The graphene nanoplates are offered in a granular form that in water, organic solvents and polymers with the right choice of dispersion aids, equipment and techniques. Used alone, graphene nanoplatelets can replace both conventional and nanoscale additives while expanding the range of properties being modified. Other graphene nanoplatelets applications include exceptionally strong and impermeable packaging, better lubricants, and a recent publication even demonstrates that our conductive research grade GNPs, surface-treated with sensitized molecules, can be used to produce highly sensitive bio-sensors.

Used in combination with other additives, they help reduce cost and expand property modification.

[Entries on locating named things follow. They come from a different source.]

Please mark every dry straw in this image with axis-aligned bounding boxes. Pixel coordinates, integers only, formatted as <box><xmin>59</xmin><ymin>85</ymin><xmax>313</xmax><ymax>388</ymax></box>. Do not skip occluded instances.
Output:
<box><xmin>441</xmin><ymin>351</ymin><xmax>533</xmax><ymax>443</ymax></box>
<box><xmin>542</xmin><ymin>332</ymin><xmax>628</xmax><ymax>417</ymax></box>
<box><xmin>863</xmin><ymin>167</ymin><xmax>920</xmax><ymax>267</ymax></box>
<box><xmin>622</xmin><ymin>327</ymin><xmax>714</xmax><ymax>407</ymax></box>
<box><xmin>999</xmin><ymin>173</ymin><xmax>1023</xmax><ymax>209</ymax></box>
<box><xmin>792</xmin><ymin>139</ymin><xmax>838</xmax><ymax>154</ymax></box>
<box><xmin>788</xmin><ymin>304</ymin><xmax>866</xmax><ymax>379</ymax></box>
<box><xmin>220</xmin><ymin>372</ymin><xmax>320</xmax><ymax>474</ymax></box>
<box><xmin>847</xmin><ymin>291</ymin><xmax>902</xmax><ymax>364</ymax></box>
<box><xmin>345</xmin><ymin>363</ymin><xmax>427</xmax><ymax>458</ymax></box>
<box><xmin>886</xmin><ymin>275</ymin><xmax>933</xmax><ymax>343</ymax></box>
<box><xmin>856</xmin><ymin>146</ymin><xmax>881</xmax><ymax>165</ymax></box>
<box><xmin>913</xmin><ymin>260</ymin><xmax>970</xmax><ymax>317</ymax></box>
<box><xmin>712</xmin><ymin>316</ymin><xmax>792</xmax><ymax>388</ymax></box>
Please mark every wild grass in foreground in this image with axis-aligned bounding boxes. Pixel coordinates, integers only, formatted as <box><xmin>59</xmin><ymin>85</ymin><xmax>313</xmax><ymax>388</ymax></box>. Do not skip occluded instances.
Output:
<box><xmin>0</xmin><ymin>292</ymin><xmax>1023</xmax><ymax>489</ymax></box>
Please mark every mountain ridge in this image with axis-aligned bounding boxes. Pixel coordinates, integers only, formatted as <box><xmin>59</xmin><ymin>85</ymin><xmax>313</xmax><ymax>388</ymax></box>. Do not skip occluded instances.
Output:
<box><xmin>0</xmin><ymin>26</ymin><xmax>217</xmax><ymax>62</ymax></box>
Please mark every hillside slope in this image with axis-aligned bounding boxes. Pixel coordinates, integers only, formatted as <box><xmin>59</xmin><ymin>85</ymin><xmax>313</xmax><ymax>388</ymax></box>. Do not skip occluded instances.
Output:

With graphene nanoplatelets, you can:

  •  Increase thermal conductivity and stability
  • Increase electrical conductivity
  • Improve barrier properties
  • Reduce component mass while maintaining or improving properties
  • Increase stiffness
  • Increase toughness (impact strength)
  • Improve appearance, including scratch and mar resistance
  • Increase flame retardance

Graphene Nanoplatelets Price

Graphene Nanoplatelets price is typically based on quality and volume.  Industrial grade GNPs are cheaper, have a larger number of layers, more defects in the structure, a lower specific surface area and range from $50- $75 per kg for commercial volumes (tonnage) and $15 for small quantities.  Research grade GNPs price range is from $65-$90 per kg for commercial volumes and $35-$40 per gram for small quantities.  The prices decline as volume increases.

Graphene Nanoplatelets Dispersions

Graphene Nanoplatelets come in various sizes and grades, and these particles disperse well in many systems depending on the host system. xGnP® Graphene Nanoplatelets are very thin, (5-10 nanometers in thickness) flat particles with quite large diameters.

Because of the flat shape of these particles, they are especially sensitive to van der Waals attractive forces and have a tendency to re-aggregate in the dry state. These granules are friable collections of individual platelets that prevent agglomerations and are easily broken with mechanical agitation.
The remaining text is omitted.